Tin of Dockers Anti-Shatter Solution

Place Oceania: Australia
Accession Number REL40996
Collection type Heraldry
Object type Heraldry
Physical description Liquid, Tin
Maker Dockers
Date made c 1942 - 1944
Conflict Second World War, 1939-1945

Half pint tin with lid and paper label. Label states on the front: 'Dockers Anti-Shatter Solution. Checks splintering and stops shattered glass flying during air raids'.
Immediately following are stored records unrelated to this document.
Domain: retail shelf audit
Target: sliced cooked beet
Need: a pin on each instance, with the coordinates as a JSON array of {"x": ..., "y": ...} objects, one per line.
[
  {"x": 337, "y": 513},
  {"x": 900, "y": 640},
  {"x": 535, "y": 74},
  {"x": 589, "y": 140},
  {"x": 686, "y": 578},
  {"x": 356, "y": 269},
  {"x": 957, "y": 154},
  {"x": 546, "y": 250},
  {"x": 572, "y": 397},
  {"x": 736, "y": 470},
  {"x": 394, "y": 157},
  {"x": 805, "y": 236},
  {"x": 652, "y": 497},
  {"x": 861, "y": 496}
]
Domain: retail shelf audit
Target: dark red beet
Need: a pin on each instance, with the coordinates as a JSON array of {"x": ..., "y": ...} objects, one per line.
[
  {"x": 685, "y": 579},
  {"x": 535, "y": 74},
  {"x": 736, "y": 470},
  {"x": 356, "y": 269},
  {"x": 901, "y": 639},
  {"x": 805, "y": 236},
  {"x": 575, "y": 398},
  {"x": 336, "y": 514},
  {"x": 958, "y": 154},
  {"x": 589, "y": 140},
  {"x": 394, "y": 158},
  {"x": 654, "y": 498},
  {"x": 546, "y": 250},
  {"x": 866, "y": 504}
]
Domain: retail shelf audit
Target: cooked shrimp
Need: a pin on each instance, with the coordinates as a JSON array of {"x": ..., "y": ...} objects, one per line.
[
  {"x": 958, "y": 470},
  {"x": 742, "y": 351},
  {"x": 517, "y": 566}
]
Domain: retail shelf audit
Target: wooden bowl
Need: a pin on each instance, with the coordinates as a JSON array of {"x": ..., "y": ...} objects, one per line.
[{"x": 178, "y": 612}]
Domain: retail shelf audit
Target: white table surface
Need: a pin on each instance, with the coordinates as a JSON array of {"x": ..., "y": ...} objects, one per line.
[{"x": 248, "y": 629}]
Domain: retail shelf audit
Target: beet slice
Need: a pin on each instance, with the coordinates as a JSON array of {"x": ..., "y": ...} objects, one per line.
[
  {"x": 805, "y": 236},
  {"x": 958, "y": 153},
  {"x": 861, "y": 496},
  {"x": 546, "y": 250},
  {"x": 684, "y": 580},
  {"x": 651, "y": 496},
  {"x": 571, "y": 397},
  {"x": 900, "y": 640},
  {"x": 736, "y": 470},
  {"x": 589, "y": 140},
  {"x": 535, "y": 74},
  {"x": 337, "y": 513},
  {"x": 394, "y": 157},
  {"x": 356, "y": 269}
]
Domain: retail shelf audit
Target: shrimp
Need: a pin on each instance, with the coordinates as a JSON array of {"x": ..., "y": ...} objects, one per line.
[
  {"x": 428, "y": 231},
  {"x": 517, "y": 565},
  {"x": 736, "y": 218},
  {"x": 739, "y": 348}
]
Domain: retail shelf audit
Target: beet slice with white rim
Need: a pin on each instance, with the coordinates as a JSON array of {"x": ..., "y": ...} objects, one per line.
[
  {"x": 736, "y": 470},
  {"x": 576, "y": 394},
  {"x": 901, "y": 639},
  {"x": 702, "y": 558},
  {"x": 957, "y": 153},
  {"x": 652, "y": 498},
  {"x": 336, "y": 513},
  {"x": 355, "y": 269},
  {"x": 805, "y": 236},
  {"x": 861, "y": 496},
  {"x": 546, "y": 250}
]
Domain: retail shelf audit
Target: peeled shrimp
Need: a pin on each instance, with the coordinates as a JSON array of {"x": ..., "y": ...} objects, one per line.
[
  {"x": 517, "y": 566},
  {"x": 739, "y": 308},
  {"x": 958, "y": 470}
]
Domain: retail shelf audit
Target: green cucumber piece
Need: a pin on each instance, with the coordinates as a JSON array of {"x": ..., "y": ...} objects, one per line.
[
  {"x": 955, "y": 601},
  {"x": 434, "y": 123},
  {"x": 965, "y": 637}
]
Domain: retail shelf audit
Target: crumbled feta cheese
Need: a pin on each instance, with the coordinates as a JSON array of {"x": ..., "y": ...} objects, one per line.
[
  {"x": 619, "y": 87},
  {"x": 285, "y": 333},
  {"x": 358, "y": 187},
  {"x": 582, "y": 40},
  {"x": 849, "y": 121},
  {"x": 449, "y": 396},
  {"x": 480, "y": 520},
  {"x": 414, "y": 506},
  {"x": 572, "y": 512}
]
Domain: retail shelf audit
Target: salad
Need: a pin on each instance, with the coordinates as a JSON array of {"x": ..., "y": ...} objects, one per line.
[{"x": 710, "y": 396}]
The instructions on the reverse read: 'Does not lose adhesion on the glass in all aspects of sun or shade and remains effective for a very long time after completed application. DIRECTIONS - To prepare solution for application, remove lid and stand tin in hot water until solution is thin enough to brush on. Keep water hot whilst using. For windows and other glass surfaces apply one full flowing coat of Anti-Shatter solution on the inside. While still wet cover with butter muslim or cotton netting, brushing down well for complete adhesion. Strips of calico or cotton tape are also effective placed diagonally, horizontally or lattice-wise across the glass. Allow at least two hours to dry, then apply a coat of Dockers Reinforcing varnish. When finished applying Solution wash brush out immeditaely in soap and water. If flowed on directly, covering capacity of this tin should not exceed 20 square feet'.

History / Summary

Specific history unknown. This is one of a number of products made or modified for use during the Second World War intended to protect people from flying or shattering glass. Injury or death from flying or falling glass and glass splinters was a major form of injury during the Blitz in the United Kingdom, often causing blindness or incapacity. This experience spurred manufacturers to create a variety of products to counter the problem and when Australia faced the threat of Japanese bombing, they were made available here. Some products employed sheets of cellulose (see REL32617) intended to be adhered to windows, whereas the Dockers Anti-Shatter Solution was to be used as a coating and an adhesive in conjunction with cotton strips laid across the window. The intent remained the same - to render shards of broken glass innocuous or to keep them stuck together when broken.